Capitalism in Poland

There are about 500 zloty millionaires amongst Poland’s big market gardeners, according to the Financial Times (3 October). As a zloty is only worth a few pence the wealth of a Polish millionaire is “only” £17.000. but their existence shows that there still exists a privileged class in Poland. Says the Financial Times:

Wealth here shows itself in tight bundles of 500 zloty notes, town houses, seaside villas, expensive Western cars, lavish parties, and other more blatant manifestations which from time to time draw bursts of criticism from the official Press. Friends of Pani Barbara estimate that she spends more in one month on massage and beauty treatment than a computer programmer earns in the same period.
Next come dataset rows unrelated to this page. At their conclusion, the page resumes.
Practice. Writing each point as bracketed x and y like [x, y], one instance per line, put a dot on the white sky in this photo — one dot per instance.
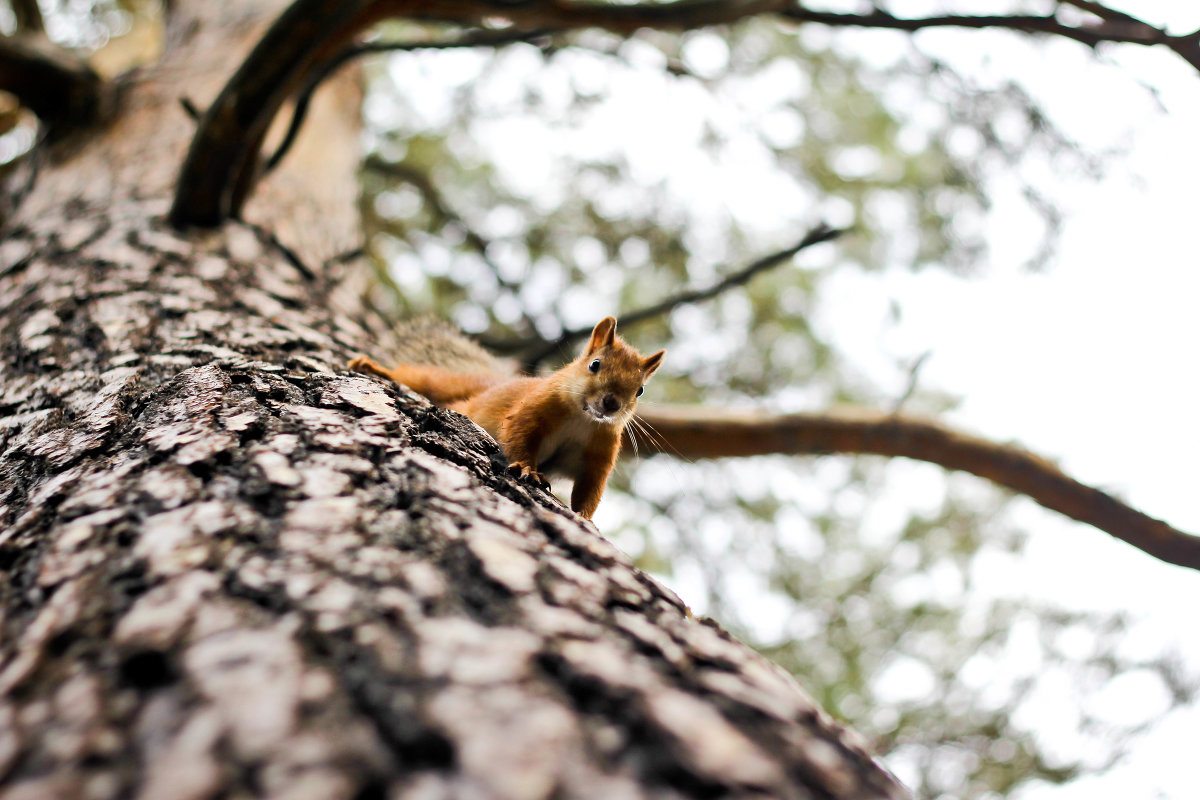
[1092, 364]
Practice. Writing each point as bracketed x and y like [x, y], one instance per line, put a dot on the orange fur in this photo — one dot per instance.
[568, 422]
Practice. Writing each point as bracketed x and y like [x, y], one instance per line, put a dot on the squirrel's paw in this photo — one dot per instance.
[531, 474]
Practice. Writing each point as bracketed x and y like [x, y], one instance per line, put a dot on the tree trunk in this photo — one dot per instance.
[237, 570]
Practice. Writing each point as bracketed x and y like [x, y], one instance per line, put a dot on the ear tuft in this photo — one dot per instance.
[603, 335]
[652, 362]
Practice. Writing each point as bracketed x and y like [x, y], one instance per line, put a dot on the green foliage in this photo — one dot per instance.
[541, 186]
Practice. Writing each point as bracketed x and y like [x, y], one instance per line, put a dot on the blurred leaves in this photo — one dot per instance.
[535, 188]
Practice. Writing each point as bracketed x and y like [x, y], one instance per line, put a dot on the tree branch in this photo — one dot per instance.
[696, 432]
[29, 17]
[539, 349]
[53, 83]
[471, 40]
[223, 162]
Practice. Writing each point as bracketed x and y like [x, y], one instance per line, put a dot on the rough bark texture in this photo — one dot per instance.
[233, 569]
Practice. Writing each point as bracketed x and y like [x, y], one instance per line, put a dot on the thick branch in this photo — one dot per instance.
[53, 83]
[695, 432]
[29, 16]
[223, 162]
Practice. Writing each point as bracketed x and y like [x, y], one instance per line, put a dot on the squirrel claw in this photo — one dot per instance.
[528, 474]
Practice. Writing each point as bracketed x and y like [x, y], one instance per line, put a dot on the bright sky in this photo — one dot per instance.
[1092, 364]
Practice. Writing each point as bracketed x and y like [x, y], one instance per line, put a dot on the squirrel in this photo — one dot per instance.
[568, 422]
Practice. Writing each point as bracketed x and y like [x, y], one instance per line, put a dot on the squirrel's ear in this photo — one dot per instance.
[603, 335]
[651, 362]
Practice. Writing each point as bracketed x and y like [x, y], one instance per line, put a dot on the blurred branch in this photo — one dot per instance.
[697, 432]
[29, 17]
[469, 40]
[222, 164]
[535, 349]
[52, 82]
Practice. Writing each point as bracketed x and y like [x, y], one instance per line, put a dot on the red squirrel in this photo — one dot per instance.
[568, 422]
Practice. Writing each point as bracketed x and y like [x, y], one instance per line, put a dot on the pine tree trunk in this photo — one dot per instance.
[234, 569]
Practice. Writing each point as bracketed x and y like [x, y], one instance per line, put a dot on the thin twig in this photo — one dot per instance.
[444, 214]
[471, 40]
[538, 349]
[52, 82]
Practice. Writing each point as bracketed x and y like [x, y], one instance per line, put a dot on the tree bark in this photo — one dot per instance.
[233, 569]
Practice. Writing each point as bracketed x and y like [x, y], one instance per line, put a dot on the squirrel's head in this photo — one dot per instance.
[609, 376]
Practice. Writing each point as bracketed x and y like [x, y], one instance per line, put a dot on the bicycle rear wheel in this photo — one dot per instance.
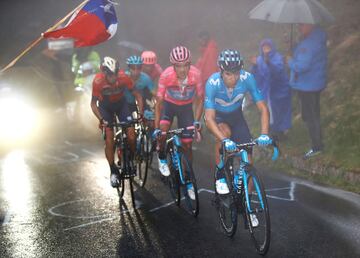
[121, 188]
[257, 205]
[190, 193]
[173, 179]
[143, 163]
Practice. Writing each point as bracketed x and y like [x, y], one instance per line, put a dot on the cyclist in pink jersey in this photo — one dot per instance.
[179, 88]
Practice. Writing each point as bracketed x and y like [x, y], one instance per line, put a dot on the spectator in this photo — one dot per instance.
[150, 65]
[207, 62]
[308, 78]
[271, 77]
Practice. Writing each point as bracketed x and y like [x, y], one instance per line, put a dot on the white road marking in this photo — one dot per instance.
[52, 211]
[68, 143]
[6, 219]
[88, 224]
[109, 217]
[90, 153]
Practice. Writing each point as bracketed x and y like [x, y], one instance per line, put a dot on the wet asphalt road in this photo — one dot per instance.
[56, 201]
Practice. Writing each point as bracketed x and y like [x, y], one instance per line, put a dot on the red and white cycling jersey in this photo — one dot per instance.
[180, 92]
[111, 93]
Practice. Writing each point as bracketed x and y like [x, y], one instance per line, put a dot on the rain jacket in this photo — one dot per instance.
[207, 63]
[272, 80]
[309, 62]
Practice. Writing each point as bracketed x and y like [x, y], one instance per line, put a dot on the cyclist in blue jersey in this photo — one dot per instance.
[224, 94]
[143, 84]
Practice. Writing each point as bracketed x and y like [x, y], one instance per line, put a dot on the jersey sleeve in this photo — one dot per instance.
[199, 86]
[161, 87]
[149, 83]
[125, 80]
[96, 88]
[210, 91]
[252, 88]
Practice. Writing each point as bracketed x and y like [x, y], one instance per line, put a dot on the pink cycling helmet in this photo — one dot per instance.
[180, 55]
[149, 57]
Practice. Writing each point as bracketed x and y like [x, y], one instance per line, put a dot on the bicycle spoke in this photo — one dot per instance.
[190, 190]
[257, 205]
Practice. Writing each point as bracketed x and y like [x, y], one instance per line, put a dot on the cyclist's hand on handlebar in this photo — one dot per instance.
[263, 140]
[229, 145]
[103, 123]
[156, 133]
[197, 125]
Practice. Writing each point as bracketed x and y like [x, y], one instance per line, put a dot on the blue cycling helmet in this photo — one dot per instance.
[134, 60]
[230, 60]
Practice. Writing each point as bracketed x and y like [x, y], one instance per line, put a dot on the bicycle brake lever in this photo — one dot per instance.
[276, 153]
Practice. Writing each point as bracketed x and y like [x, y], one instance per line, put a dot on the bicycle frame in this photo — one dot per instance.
[175, 142]
[244, 162]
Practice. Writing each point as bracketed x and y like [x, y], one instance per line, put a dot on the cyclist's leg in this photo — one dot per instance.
[124, 113]
[108, 116]
[242, 135]
[185, 118]
[167, 116]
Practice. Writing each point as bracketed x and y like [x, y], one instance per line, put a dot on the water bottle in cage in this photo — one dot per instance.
[238, 178]
[175, 160]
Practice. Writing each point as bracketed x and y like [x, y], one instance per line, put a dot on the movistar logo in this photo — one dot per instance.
[214, 82]
[244, 76]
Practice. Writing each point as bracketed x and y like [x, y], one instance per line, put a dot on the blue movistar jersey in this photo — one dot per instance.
[144, 85]
[223, 99]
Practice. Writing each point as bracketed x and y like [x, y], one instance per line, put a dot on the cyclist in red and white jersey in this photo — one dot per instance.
[108, 101]
[179, 88]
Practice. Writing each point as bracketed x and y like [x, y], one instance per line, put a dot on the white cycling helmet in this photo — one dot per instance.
[109, 65]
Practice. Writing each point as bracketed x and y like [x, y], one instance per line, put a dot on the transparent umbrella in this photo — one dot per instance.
[291, 11]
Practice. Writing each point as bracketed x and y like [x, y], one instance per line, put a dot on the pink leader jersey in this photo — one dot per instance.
[180, 93]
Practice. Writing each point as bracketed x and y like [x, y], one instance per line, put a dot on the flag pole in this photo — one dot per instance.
[35, 42]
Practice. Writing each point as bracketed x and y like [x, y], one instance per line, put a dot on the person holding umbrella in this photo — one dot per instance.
[308, 65]
[271, 77]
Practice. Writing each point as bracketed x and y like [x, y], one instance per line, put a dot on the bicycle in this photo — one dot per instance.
[240, 201]
[181, 172]
[144, 151]
[125, 162]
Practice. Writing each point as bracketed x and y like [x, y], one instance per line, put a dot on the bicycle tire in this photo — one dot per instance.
[143, 164]
[258, 204]
[121, 188]
[185, 166]
[227, 204]
[132, 192]
[173, 178]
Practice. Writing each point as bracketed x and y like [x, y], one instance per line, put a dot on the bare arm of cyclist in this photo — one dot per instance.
[212, 125]
[199, 107]
[158, 107]
[139, 101]
[264, 112]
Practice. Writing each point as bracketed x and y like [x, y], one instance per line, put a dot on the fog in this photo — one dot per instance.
[156, 25]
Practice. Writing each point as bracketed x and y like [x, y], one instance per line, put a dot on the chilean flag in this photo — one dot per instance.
[94, 23]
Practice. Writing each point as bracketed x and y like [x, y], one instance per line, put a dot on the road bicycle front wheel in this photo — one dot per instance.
[227, 205]
[121, 188]
[190, 189]
[257, 211]
[173, 179]
[143, 160]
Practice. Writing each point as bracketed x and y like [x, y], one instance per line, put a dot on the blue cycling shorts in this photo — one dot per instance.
[183, 113]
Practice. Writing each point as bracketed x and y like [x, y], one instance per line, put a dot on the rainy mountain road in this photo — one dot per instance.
[56, 201]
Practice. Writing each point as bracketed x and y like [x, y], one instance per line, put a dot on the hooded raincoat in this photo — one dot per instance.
[271, 77]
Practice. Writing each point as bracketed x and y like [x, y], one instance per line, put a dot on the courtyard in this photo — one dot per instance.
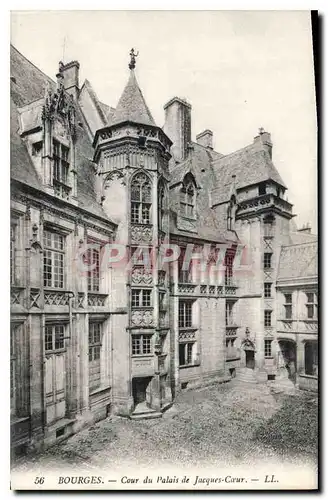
[223, 424]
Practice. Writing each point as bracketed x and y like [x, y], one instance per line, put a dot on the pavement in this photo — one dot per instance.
[214, 424]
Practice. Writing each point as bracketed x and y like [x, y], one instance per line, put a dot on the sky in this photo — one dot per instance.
[240, 70]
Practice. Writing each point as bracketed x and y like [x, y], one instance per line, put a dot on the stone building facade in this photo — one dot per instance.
[93, 335]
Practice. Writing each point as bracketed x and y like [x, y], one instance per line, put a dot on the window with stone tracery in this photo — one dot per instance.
[161, 206]
[188, 197]
[140, 199]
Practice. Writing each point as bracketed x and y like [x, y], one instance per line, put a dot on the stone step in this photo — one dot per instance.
[146, 416]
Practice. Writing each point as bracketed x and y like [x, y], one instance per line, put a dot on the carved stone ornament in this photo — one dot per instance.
[114, 175]
[142, 318]
[62, 104]
[248, 344]
[141, 234]
[141, 275]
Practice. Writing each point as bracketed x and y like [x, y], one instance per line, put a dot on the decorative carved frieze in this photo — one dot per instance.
[141, 233]
[231, 331]
[114, 175]
[186, 224]
[187, 335]
[231, 290]
[141, 276]
[35, 297]
[96, 299]
[142, 317]
[80, 300]
[161, 278]
[311, 325]
[268, 331]
[56, 298]
[187, 288]
[163, 319]
[16, 296]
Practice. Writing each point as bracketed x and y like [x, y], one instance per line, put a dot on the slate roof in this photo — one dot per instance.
[28, 84]
[299, 237]
[211, 224]
[132, 105]
[298, 261]
[251, 165]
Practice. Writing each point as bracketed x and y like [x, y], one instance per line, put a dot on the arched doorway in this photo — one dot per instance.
[249, 349]
[287, 357]
[250, 359]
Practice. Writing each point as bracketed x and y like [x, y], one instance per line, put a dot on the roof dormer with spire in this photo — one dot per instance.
[132, 137]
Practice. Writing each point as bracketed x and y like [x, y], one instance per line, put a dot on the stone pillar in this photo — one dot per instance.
[35, 326]
[47, 153]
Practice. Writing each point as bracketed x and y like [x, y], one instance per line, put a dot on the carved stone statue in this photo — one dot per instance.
[133, 56]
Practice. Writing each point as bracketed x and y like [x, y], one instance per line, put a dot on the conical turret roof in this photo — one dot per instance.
[132, 105]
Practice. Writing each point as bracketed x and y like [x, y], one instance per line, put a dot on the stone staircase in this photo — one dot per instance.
[246, 376]
[143, 412]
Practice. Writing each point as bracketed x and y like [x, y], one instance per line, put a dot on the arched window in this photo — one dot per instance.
[268, 226]
[161, 206]
[231, 213]
[140, 199]
[188, 197]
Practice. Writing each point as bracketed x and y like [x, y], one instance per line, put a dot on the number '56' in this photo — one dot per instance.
[39, 480]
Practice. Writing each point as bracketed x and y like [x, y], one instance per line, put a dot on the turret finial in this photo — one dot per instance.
[133, 56]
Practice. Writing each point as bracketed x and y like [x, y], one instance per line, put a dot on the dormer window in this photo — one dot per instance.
[188, 197]
[262, 188]
[60, 169]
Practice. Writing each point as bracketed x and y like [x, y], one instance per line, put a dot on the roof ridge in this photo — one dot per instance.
[30, 62]
[235, 152]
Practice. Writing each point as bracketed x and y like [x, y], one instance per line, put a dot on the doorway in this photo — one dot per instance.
[250, 359]
[288, 355]
[140, 389]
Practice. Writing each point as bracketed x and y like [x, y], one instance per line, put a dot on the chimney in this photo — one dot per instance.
[264, 139]
[205, 139]
[178, 126]
[305, 229]
[70, 75]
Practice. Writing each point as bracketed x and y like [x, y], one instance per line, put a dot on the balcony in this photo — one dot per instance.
[56, 298]
[230, 287]
[265, 201]
[298, 326]
[61, 190]
[141, 233]
[187, 288]
[163, 319]
[231, 330]
[96, 299]
[141, 276]
[142, 317]
[16, 295]
[187, 334]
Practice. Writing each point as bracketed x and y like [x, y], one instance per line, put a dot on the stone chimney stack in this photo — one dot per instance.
[205, 139]
[70, 74]
[264, 140]
[178, 126]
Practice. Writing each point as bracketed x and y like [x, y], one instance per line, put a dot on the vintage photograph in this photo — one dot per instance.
[163, 250]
It would be a mistake to think that Poland’s wealthy individuals are all private-enterprise market gardeners. Others will have amassed personal wealth out of the bloated salaries they are paid while occupying the top posts in the government, army or industry.

Nor is the existence of millionaires in an allegedly socialist country new. During the last war supporters of Russia were shocked to learn that some people were contributing millions of roubles to Stalin’s war loan. In Britain the Russia Today Society had to rush out a special pamphlet, Soviet Millionaires by Reg Bishop, to try to explain this away. Apparently the first Russian millionaire, Berdyebekov, was. like Mrs. Barbara in Poland today, a farmer.

Bishop never did succeed in explaining what wealthy individuals were doing under “socialism”, but that was because he avoided the obvious answer: there are capitalists in Poland and Russia because these have never ceased to be capitalist countries.